Tuesday, 26 June 2007

Lydford Gorge

After a dreadfully wet day in Falmouth (and down a tin mine to escape the rain!!) I headed homewards from my Eden trip, stopping en route to visit another botanists paradise: Lydford Gorge near Okehampton, on the northern edge of Dartmoor (the blog title links to National Trust page about it).
Not surprisingly, after all the rain there was a lot of water around.......



Great news for the mosses, liverworts and ferns....




and bringing some little streamlets a lease of life they might not have had in a summer like last year (remember the heatwave....? http://carter-in-gloucester.blogspot.com/2006_07_01_archive.html)


But the gorge wasn't gouged by little trickles....

At the southern end of the gorge is this spectacle....

A truly lovely spot.
But note: not even this torrent made the gorge, that was the combined effort of the Lyd and Burn, carving through rock like a knife through butter creating precipitous slopes where oak woodlands cling beautifully....


and thundering through the narrow confines of the descent from the Devil's Cauldron.







Its truly a dark, damp, noisy hell-hole. Truly Wicked!!( in both senses!)........but above: oh so green!!!


After the noise of the Cauldron a short walk further up the valley brings you to Tucker's Pool, where brown trout swim, and (though it might have tempted me on a hotter day, were that allowed!) I did not.
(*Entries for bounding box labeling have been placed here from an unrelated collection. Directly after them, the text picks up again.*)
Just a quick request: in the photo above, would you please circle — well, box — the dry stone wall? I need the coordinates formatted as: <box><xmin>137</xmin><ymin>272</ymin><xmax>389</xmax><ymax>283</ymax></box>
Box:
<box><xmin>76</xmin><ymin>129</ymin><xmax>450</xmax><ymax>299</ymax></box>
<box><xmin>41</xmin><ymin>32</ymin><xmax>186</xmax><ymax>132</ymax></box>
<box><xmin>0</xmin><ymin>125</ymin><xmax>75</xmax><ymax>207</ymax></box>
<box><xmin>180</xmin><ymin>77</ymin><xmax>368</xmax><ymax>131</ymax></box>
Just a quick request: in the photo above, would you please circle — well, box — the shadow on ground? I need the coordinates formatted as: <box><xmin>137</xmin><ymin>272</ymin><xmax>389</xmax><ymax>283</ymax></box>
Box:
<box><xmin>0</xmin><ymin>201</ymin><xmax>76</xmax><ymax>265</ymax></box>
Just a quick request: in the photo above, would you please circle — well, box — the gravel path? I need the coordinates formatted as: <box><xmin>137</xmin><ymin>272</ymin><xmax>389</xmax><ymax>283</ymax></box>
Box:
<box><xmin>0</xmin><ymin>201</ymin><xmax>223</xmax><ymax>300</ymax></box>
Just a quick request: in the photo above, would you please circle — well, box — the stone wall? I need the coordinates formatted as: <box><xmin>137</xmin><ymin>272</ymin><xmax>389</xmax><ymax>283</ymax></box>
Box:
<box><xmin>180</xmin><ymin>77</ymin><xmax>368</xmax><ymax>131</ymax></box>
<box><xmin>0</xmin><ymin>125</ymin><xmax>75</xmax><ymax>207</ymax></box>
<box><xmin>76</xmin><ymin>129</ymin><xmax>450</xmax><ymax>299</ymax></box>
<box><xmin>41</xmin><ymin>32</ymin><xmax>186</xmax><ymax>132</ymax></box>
Afteral, I had just seen what was down stream. This was the water's calm-before-the-storm moment and I left the waters, and trout, in peace.


I went and had a cream tea instead!!!!!!

Eden Project: Tropical Biome

The Tropical Biome is great!!! Not quite like walking in a real tropical rain-forest but a wonderfully good showcase of some of the wonderful richness of plants from those parts.
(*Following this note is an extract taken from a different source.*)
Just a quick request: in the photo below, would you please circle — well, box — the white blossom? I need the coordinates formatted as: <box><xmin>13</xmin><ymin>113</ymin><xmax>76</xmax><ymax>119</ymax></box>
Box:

I loved the way natural shapes and the man-made structure of the Biome roof blend together.

Another appealling feature.....natural space and echoes of traditional cultures responses to it....
here some African wood-spirits

and here some wall painted images by Peruvian vegetalistas (shamanic herbalists)
Then there are is an exploration of the way we use plants......sugar cane....
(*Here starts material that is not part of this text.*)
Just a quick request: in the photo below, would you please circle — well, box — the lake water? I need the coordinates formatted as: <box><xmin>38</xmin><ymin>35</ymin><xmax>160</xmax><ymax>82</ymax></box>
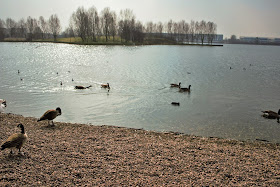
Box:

cocoa (mmm). Interesting to see the cocoa pods growing from the stem....


(and fun to read the story of how cocoa conquered the world from the "mayeux tapestry" painted onto the retaining walls around the cocoa bushes!)
coconuts!



The tropical scene would be incomplete without water, but natural springs in the old clay pit
provide a plentiful supply for that........
















So there we have it. That's (most of) my photos from the Eden Project. One more area also kept me interested: "the Core" where all kinds of installations and imaginative displays are aimed at
conveying issues of environmental importance regarding climate change, poverty, excessive wastefulness etc etc. And in case you know feel you've vicariously seen it all here and now need not go yourself:
A) Don't be daft....GO!!!!!!!!
B) There are plans for another indoor Biome for showcasing desert envronments, so its an on-going project, changing all the time, not least with the changing flowering seasons etc.